Spesies prioritas didefinisikan sebagai spesies yang dinilai penting untuk dilakukan upaya
konservasi jika dibandingkan dengan spesies-spesies lainnya. Berdasarkan arahan strategis
konservasi nasional tahun 2008-2018 yang disusun oleh Prof. Dr. Ani Mardiastuti dkk,
Penentuan spesies prioritas dipilih dengan memperhatikan 2 (dua) macam kriteria yaitu:
1.Kriteria Generik
kriteria generik adalah kriteria yang diterapkan secara umum kepada semua kelompok taksa
flora dan fauna diantaranya:
a.Endemisitas, indikatornya adalah cakupan penyebarannya yaitu lokal, regional, nasional dan
non endemik.
b.Status Populasi, indikatornya adalah ukuran dan kecenderungannya yaitu populasi alami
kecil, populasi global terbesar di Indonesia, jarang, sedang menurun drastis dan rentan.
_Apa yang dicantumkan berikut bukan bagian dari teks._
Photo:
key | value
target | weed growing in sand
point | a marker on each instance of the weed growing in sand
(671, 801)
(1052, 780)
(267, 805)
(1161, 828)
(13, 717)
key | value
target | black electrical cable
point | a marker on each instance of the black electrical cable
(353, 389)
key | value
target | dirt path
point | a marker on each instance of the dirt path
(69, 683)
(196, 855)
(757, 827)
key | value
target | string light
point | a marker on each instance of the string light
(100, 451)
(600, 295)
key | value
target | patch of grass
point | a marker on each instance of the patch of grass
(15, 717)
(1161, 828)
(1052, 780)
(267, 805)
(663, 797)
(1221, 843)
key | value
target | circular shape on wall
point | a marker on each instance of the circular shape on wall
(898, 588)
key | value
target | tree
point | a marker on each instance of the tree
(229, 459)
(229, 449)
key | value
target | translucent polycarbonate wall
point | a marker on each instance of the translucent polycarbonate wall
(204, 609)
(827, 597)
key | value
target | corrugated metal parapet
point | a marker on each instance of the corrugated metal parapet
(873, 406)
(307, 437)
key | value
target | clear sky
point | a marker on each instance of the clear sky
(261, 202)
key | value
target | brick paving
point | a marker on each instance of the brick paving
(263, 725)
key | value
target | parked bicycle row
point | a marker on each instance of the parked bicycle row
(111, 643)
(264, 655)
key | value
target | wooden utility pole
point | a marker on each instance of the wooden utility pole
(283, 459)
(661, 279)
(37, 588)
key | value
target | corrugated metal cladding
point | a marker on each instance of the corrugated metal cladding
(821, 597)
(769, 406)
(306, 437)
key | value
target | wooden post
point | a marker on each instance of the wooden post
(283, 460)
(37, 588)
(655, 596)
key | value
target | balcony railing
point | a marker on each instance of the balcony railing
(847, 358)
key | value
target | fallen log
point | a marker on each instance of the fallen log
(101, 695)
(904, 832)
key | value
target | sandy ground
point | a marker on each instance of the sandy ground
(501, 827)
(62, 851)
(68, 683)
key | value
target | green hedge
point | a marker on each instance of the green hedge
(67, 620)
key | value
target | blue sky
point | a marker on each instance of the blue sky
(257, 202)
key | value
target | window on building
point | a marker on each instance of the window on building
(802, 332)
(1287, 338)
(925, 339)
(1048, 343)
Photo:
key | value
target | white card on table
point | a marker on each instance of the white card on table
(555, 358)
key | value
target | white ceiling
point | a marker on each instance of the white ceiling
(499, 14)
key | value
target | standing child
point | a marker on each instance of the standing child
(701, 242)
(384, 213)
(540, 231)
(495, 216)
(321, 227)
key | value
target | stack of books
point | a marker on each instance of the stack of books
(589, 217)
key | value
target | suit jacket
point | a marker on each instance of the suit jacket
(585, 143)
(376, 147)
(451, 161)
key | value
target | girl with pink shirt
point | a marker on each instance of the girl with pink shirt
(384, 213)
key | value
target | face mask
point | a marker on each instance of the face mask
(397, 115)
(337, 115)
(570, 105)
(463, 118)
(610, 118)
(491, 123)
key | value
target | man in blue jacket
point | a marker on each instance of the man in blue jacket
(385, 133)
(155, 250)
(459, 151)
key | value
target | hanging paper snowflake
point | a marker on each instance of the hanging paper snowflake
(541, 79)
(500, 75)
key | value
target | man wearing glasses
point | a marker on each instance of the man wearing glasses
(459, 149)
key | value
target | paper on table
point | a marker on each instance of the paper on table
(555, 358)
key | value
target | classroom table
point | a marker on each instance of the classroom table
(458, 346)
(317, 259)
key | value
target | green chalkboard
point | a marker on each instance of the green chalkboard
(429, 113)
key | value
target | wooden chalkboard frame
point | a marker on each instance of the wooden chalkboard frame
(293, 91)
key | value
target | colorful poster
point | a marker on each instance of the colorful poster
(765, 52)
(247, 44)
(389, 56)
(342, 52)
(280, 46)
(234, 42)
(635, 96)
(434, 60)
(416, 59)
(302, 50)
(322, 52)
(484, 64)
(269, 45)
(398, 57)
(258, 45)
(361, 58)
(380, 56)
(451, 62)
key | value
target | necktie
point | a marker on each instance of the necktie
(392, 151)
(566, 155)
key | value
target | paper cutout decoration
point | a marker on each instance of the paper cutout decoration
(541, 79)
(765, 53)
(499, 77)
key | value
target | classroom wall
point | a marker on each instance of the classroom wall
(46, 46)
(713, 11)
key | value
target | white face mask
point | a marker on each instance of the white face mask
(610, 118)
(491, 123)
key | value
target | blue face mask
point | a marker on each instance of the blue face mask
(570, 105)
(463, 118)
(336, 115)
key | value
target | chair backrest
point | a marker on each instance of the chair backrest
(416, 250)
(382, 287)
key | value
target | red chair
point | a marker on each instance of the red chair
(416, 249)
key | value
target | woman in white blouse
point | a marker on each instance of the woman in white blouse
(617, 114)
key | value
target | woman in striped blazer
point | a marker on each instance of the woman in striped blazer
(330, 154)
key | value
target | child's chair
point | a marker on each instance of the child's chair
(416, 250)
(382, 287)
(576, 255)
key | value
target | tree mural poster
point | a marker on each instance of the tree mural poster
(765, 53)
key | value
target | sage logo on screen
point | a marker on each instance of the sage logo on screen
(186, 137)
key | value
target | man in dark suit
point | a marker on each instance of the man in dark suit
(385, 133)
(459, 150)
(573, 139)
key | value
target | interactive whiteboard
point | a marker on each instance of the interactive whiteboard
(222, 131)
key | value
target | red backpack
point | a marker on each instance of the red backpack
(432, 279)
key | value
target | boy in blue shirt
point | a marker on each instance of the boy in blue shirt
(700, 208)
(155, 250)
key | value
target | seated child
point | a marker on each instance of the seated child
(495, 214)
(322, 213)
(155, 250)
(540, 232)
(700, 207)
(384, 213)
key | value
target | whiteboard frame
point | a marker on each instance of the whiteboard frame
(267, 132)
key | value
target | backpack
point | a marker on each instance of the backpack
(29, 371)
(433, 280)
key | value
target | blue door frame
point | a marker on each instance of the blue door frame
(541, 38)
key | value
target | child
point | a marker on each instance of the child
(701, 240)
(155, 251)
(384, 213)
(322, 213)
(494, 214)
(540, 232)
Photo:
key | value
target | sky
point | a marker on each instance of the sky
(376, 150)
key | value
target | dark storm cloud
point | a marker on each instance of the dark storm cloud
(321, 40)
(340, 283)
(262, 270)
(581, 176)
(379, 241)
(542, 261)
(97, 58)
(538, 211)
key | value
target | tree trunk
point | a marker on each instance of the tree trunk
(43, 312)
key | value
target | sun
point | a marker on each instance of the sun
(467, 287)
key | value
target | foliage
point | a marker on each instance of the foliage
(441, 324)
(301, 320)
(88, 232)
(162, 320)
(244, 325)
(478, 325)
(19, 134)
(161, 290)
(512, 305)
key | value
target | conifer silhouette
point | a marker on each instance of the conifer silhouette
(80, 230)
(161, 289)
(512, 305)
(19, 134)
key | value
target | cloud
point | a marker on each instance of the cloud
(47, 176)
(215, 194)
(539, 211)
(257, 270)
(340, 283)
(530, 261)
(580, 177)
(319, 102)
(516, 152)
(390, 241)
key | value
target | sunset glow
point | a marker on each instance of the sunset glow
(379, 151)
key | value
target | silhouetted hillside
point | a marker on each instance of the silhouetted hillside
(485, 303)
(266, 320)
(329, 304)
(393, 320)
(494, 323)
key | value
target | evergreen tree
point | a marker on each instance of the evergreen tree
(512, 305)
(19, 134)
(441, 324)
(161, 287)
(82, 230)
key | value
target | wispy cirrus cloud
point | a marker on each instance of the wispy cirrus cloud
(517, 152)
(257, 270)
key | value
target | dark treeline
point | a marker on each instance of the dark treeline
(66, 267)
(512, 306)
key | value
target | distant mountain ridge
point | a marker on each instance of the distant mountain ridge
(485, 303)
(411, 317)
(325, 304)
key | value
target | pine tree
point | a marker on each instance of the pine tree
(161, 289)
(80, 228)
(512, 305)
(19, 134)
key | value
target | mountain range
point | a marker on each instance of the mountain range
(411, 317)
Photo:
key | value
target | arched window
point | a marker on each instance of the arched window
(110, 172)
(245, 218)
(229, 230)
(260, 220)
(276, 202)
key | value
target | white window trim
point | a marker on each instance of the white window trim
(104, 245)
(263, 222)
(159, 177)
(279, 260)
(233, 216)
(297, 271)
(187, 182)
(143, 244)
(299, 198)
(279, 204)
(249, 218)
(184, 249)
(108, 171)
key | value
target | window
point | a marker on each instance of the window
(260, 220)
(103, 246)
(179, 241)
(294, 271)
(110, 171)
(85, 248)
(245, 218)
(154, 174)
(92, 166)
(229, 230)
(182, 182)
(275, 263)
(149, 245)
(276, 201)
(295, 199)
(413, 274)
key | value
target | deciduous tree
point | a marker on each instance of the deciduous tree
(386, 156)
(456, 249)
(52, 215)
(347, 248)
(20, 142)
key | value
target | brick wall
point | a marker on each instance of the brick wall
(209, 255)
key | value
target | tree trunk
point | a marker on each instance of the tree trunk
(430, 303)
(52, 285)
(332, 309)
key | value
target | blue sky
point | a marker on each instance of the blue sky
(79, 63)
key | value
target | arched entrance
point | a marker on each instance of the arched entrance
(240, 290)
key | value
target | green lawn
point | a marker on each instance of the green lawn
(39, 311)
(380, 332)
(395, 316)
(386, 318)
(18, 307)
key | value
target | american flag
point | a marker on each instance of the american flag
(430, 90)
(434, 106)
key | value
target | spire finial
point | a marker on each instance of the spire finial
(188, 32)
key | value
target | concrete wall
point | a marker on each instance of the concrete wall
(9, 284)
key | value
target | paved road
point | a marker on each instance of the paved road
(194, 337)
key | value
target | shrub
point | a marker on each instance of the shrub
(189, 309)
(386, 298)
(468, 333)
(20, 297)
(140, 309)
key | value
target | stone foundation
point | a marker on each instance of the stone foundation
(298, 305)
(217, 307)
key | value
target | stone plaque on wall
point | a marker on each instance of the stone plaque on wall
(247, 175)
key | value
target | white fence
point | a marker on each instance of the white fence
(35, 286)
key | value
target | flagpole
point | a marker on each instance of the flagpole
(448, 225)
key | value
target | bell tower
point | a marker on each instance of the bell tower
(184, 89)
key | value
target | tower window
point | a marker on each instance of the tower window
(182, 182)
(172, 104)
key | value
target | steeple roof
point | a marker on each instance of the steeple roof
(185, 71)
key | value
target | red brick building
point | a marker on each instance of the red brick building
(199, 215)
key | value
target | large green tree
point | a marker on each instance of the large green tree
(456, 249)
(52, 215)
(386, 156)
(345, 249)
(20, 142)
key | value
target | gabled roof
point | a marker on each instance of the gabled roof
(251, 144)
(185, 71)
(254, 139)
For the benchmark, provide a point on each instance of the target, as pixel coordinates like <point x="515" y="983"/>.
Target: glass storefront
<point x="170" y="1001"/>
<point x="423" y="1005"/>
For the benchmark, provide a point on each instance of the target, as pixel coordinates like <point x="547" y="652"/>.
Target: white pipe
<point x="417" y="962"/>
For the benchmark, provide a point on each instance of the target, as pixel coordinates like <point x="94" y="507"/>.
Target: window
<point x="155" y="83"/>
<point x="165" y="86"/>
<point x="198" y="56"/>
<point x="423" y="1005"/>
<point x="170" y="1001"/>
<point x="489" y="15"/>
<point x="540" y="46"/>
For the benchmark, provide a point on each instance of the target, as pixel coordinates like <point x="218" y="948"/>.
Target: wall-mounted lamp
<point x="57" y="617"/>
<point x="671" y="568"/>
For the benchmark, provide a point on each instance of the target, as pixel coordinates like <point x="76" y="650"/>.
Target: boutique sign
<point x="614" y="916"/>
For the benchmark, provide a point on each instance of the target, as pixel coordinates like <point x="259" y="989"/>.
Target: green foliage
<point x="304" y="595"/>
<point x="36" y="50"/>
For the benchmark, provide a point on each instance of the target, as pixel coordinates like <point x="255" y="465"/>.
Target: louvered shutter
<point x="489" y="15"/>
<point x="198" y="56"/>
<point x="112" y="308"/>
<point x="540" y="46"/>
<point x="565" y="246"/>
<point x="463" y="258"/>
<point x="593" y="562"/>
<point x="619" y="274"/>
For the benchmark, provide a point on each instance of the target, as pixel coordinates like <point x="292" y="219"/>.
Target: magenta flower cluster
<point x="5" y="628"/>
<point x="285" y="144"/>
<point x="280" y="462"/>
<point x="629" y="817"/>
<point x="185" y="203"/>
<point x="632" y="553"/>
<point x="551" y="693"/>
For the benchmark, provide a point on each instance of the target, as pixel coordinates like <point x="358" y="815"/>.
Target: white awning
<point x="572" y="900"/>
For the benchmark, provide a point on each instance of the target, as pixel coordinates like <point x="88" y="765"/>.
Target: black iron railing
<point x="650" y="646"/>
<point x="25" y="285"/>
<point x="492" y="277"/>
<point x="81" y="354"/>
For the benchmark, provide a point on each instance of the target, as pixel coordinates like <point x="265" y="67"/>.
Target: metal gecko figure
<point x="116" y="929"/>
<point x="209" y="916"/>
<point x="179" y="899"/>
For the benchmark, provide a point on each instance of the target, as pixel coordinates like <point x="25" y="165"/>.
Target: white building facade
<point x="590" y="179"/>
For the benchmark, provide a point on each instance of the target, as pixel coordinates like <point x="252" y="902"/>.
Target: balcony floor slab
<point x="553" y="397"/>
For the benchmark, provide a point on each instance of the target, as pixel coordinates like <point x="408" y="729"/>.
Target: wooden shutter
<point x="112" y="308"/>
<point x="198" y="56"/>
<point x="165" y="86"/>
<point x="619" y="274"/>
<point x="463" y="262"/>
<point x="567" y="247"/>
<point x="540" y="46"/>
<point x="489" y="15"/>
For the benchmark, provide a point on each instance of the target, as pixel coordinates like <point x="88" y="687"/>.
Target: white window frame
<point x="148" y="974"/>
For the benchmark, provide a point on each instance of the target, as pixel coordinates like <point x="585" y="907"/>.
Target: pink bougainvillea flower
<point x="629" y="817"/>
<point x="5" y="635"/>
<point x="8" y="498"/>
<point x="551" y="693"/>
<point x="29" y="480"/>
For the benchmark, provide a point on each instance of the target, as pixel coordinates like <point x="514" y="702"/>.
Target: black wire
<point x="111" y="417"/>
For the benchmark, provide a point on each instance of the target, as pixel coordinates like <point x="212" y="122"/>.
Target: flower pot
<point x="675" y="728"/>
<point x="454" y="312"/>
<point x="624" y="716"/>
c.Kondisi habitat, indikatornya adalah luas, mutu dan ketersediaannya yaitu habitat yang
sesuai tinggal sedikit, habitat yang sesuai mengalami penurunan, habitat yang sesuai cukup
tersedia dan stabil.
d.Keterancaman, indikatornya adalah jenis dan tingkat ancaman yaitu spesies mengalami
gangguan serius akibat perburuan, spesies mengalami gangguan serius akibat penangkapan
untuk perdagangan, spesies mengalami gangguan serius akibat penangkapan untuk budaya,
spesies mengalami gangguan serius akibat praktek pertanian/perkebunan yang tidak ramah
lingkungan, kebakaran, konversi lahan dan spesies tidak mengalami gangguan serius di alam.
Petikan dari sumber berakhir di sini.